Neutrophil Activity, Immune Imbalance May Drive Biologic Resistance in Psoriasis

Increases in neutrophil activity as well as imbalances in the innate epidermal immune responses are important for early resistance to biologic medications in those living with severe psoriasis, new findings suggest, and this is especially true in association with obesity.1

These data were the conclusion of new research authored in part by Hee Joo Kim, MD, PhD, from the Department of Dermatology at Gachon University College of Medicine’s Gil Medical Center in South Korea. Kim and colleagues, in carrying out this study, sought to explore which clinical characteristics showed a link with resistance to biologics for severe psoriasis.

The team highlighted that despite the widely acknowledged efficacy of biologics targeting such molecules as interleukin (IL)-17 and IL-23, there had still been a significant number of treatment-resistant individuals.

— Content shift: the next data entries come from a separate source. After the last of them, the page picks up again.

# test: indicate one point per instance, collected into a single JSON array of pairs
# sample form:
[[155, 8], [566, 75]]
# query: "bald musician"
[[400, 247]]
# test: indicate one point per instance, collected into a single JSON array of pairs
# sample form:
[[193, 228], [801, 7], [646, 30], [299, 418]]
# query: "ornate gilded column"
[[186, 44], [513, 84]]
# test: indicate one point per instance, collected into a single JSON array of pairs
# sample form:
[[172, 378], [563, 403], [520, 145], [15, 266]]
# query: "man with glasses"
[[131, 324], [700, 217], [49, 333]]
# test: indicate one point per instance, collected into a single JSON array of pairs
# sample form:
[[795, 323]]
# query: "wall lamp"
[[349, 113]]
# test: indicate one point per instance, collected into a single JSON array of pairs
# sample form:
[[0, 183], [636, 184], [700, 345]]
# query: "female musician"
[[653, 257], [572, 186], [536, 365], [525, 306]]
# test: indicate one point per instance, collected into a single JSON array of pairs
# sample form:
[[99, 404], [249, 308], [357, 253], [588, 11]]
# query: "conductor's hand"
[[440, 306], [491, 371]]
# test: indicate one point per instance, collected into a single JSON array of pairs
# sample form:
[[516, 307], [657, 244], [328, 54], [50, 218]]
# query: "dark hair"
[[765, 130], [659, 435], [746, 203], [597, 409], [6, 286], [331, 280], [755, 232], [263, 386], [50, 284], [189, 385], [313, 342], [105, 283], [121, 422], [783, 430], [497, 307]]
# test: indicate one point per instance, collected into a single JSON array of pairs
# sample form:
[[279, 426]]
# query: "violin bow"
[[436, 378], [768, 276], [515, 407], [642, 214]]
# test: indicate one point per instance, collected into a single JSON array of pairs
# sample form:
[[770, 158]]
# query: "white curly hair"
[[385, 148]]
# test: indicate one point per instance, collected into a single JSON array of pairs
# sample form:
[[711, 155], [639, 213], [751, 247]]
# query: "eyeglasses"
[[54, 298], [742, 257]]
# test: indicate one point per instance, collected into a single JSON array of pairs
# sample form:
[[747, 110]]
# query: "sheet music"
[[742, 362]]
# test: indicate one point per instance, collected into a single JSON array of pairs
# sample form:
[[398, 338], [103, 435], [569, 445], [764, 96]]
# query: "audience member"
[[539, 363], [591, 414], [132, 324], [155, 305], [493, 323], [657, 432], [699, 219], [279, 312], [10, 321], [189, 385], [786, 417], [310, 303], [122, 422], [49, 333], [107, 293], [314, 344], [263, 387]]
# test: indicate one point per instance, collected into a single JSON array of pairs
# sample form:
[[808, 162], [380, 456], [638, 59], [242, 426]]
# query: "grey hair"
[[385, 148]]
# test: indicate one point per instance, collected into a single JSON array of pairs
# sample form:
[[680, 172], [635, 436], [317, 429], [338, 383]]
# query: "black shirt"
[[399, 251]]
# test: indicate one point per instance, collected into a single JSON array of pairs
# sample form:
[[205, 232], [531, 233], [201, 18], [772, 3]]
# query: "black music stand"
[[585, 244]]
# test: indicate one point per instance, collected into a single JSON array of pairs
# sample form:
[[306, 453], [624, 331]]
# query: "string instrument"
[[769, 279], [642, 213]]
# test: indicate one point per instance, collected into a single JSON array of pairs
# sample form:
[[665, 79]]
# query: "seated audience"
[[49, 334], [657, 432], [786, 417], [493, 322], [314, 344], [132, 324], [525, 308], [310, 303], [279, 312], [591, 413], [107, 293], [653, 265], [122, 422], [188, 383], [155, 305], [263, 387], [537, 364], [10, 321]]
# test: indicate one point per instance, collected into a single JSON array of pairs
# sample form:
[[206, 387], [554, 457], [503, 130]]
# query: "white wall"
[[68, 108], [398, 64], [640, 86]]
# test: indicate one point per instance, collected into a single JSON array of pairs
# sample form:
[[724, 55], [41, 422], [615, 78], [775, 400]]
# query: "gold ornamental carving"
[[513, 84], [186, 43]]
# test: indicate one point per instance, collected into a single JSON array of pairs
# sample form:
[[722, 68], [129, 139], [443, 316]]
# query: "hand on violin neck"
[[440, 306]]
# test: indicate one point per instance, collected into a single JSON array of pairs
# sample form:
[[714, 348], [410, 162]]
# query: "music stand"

“Optimized disease management and efficient use of medical resources requires appropriate anticipation of therapeutic efficacy and sustainability,” Kim and colleagues wrote.1,2 “Although many epidemiologic studies have analyzed the persistence of biologics in psoriasis, the inflammatory characteristics related to sustained efficacy of biologics remain unexplored.”

The investigative team involved a set of individuals in the age range of 18 years and older who visited the Gachon University Gil Medical Center dermatology clinic in the period between January 2012 - December 2022. They used a cross-sectional trial design, focusing their research on study subjects who had severe plaque-type psoriasis.

This state was defined by body surface area involvement shown to be greater than 10% and a Psoriasis Area and Severity Index (PASI) score that exceeded 10, despite undergoing 3 months of conventional treatment at least using methotrexate, cyclosporine, phototherapy, and acitretin. Those included as participants had also been given biologic medications for a minimum of 24 months.

There were 87 subjects with a mean age of 42.2 years included in the analysis, of whom 24 were reported as female and 63 as male. The investigators carried out their analysis of the available data between December 2023 - September 2024. In their spatial transcriptomics (ST) analysis, the investigators used 4-mm punch biopsies obtained via psoriatic lesions of 6 biologic-naive individuals.

Among the 87 participants, the investigative team found that 18.4% required a switch to an alternative biologic drug, resulting from an early loss of therapeutic efficacy. When assessing the clinically significant predictors of resistance to treatment, the only 1 identified was being overweight given a body mass index (BMI) >25. This was noted by the team as associated with a markedly raised risk (odds ratio, 17.3; 95% CI, 3.2-434.6; P = .009).

Other factors, such as the duration of disease prior to beginning treatment using biologics and initial disease severity before starting such medications, were shown not to have differed between subjects who were found to be treatment-resistant and subjects who maintained a sustained response.

Using the spatial transcriptomics pathway analyses, the investigators found enriched innate immune signaling and Th17/IL-17 pathway activation, adding that there was an increased expression of genes linked to innate immunity and neutrophil activity primarily within the epidermis. The research team further noted observations of enrichment in ligand-receptor interactions in pathways related to antimicrobial peptides, IL-36 cytokines, and tumor necrosis factor (TNF) signaling.

In addition, the investigators’ immunofluorescence analysis led to confirmation of elevated protein expression of lipocalin 2, S100A8/A9, IL-36γ, IL-36α, IL-1RA, and TNF-related apoptosis-inducing ligand (TRAIL) within the epidermis among participants.

“These multimodal integrative data on gene expression and pathogenic features collectively underscore the role of imbalanced epidermal innate immune responses in early resistance to biologic therapy in patients with obesity with severe psoriasis, with neutrophils emerging as a key mediator in the process,” they concluded.1

References

1. Kim HJ, Lee E, Jung Y. Association of Obesity and Innate Immune Markers With Resistance to Biologic Therapy in Psoriasis. JAMA Dermatol. Published online April 02, 2025. doi:10.1001/jamadermatol.2025.0288.

2. Shin JO, Shin BS, Bae KN, et al. Review of the reasons for and effectiveness of switching biologics for psoriasis treatment in Korea. Indian J Dermatol Venereol Leprol. 2023;89(6):928. doi:10.25259/IJDVL_308_2022.